Finanzen

Intel-Aktie fällt vorbörslich stark - von Lieferengpässen ausgebremst

Intel kämpft auf seinem Sanierungskurs weiterhin mit Kapazitätsengpässen. Die für das laufende Quartal prognostizierten Umsätze von 11,7 bis 12,7 Milliarden US-Dollar lagen unter den Erwartungen der Wall Street. In der Folge fiel die Aktie im vorbörslichen Handel um mehr als 13 Prozent auf 47 Dollar, nachdem sie seit Jahresbeginn zuvor fast 50 Prozent zugelegt hatte.
23.01.2026 13:42
Lesezeit: 1 min
Intel-Aktie fällt vorbörslich stark - von Lieferengpässen ausgebremst
Lieferengpässe bremsen Intels Sanierungskurs. Trotz Umsatzrückgang auf 13,7 Milliarden Dollar übertraf der Halbleiterkonzern die Erwartungen, enttäuscht aber mit dem Ausblick (Foto: dpa). Foto: Patrick Pleul

Für Branchenexperte Harlan Sur von der US-Bank JPMorgan war der Kursanstieg allerdings zu viel des Guten. Er hob sein Kursziel in einer Studie vom Freitag zwar an, allerdings nur von 30 auf 35 US-Dollar. Seine Einstufung für die Aktie lautet weiterhin auf "Underweight". Die jüngsten Kennzahlen des Halbleiterkonzerns fand er zwar besser als erwartet. Der Ausblick des Managements auf das laufende Jahr habe jedoch enttäuscht.

Intel braucht Zeit

Intel-Finanzchef David Zinsner sagte in einer Telefonkonferenz mit Analysten, es brauche unter anderem Zeit, die Produktionskapazitäten bei der neuen Chipgeneration von Intel hochzufahren. In dieser Situation wolle Intel in den kommenden Monaten bevorzugt die starke Nachfrage nach Technik für Rechenzentren bedienen. Der Konzern habe den Bedarf in dem Bereich bei seinen Planungen unterschätzt.
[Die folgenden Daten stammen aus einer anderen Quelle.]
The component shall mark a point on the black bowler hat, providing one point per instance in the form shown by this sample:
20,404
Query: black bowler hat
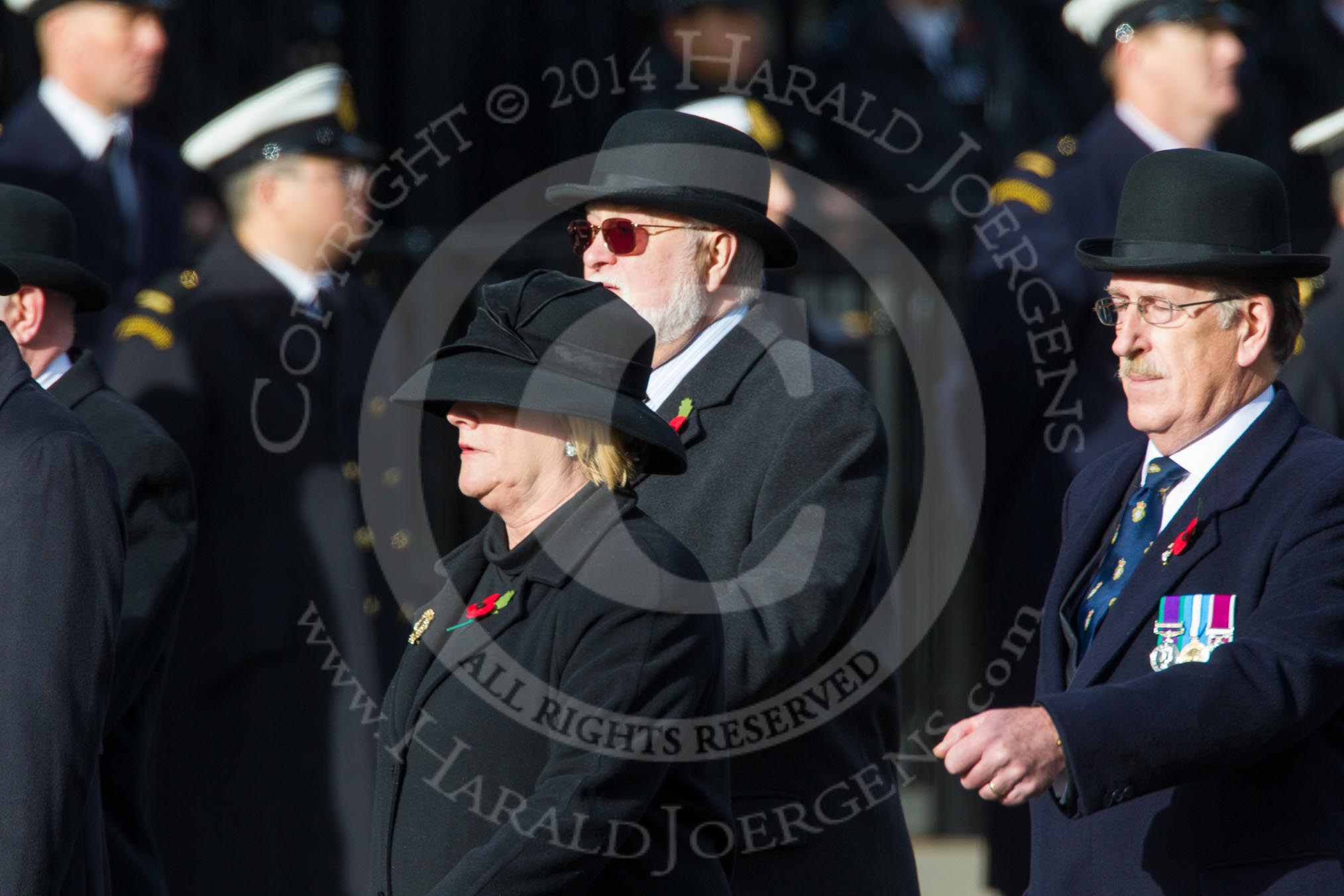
36,9
553,343
1104,23
687,166
38,245
311,113
1196,211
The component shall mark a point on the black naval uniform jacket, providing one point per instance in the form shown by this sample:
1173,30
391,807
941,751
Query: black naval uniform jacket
779,431
35,152
61,565
262,774
159,504
451,756
1050,395
1222,777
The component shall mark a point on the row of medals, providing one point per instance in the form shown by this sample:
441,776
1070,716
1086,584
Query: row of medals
1164,655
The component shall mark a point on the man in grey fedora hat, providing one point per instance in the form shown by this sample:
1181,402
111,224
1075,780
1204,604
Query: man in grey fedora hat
158,500
74,137
781,502
1188,726
254,359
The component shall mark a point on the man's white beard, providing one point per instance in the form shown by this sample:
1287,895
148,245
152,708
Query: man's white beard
686,308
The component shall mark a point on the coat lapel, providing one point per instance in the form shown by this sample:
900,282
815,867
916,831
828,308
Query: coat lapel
14,372
1227,485
715,378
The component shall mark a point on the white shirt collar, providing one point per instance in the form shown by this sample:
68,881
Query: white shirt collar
671,372
87,128
56,370
1199,457
1147,131
302,285
1335,13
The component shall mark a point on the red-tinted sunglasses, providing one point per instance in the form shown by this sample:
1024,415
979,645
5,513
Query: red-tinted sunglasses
617,233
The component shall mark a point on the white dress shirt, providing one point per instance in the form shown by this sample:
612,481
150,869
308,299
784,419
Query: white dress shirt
668,375
1147,131
1199,457
87,128
56,370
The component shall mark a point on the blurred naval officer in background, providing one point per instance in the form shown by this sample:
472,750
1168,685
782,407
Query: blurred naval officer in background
1316,372
254,361
158,500
73,137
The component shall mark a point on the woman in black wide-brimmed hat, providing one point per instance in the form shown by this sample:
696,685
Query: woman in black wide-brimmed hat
514,758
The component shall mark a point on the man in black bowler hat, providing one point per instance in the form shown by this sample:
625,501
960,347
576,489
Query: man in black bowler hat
1188,722
61,566
1316,374
158,500
254,361
781,503
74,137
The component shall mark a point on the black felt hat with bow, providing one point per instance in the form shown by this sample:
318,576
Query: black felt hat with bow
553,343
685,164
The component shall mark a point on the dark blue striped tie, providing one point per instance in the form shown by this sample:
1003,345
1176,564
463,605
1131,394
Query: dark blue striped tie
1139,526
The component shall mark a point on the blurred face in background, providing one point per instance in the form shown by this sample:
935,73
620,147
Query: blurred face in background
721,36
108,54
1192,68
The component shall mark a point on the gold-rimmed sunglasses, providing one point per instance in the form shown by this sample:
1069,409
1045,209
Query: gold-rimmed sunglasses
1152,309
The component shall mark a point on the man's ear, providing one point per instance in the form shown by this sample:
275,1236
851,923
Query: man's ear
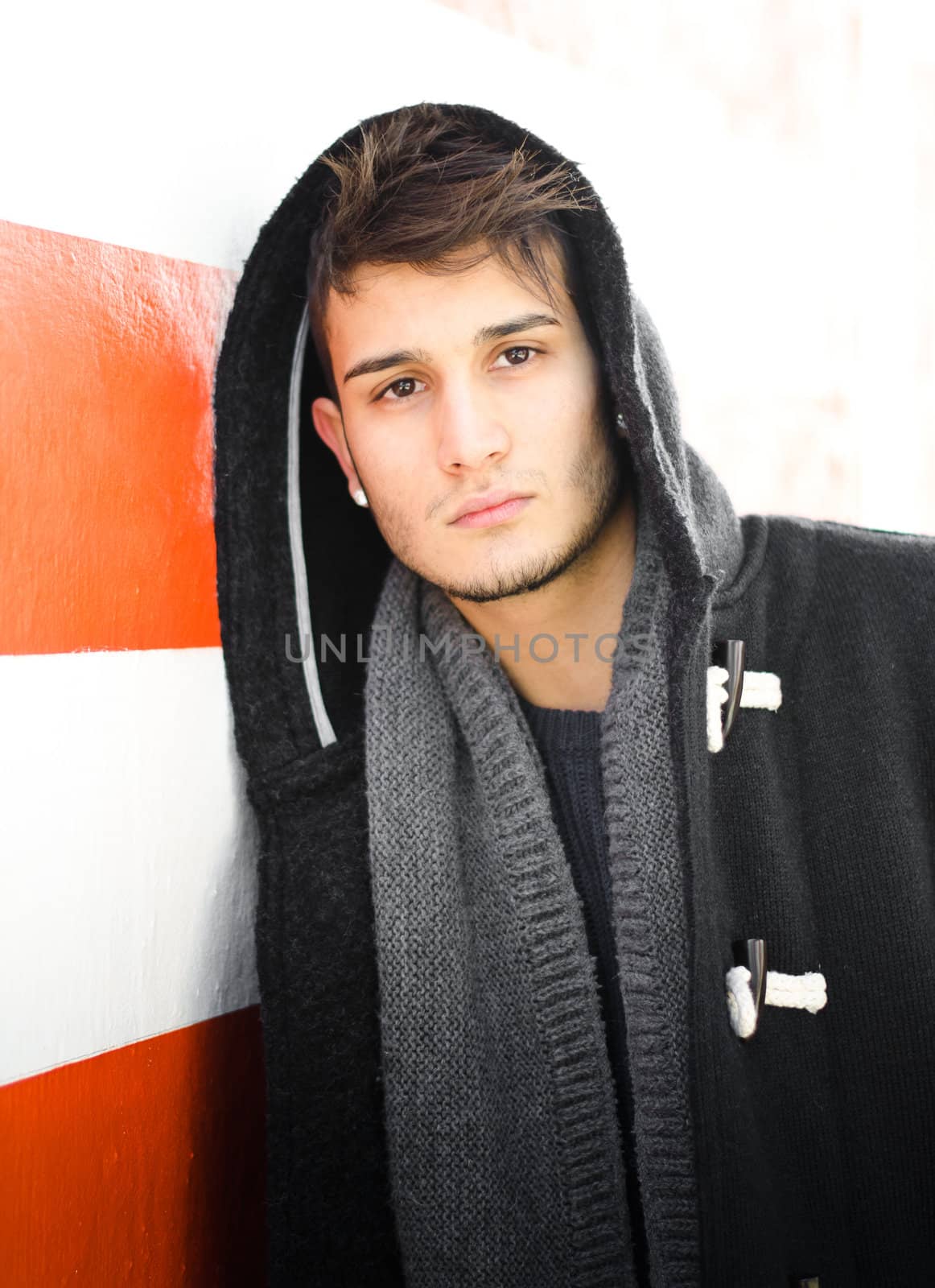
326,418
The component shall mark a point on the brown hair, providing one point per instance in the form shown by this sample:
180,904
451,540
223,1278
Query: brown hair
420,188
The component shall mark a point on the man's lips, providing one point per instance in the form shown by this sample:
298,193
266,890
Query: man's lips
490,514
488,502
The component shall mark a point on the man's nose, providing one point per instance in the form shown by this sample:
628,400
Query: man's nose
469,429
Analyst Jay Goldberg von Seaport Research verwies im US-Sender CNBC auch auf die Knappheit bei Speicherchips, wegen der weniger PCs mit Intel-Chips gebaut werden könnten. Grund für die Engpässe ist, dass der Bedarf an Speicher für KI-Rechenzentren die Produktionskapazitäten strapaziert.

Erwartungen übertroffen

Im vergangenen Quartal übertraf Intel noch die Erwartungen der Analysten trotz eines Umsatzrückgangs und roter Zahlen. Die Erlöse fielen im Jahresvergleich um vier Prozent auf 13,7 Milliarden Dollar. Unterm Strich gab es einen Verlust von 591 Millionen Dollar nach roten Zahlen von 126 Millionen Dollar im Vorjahresquartal.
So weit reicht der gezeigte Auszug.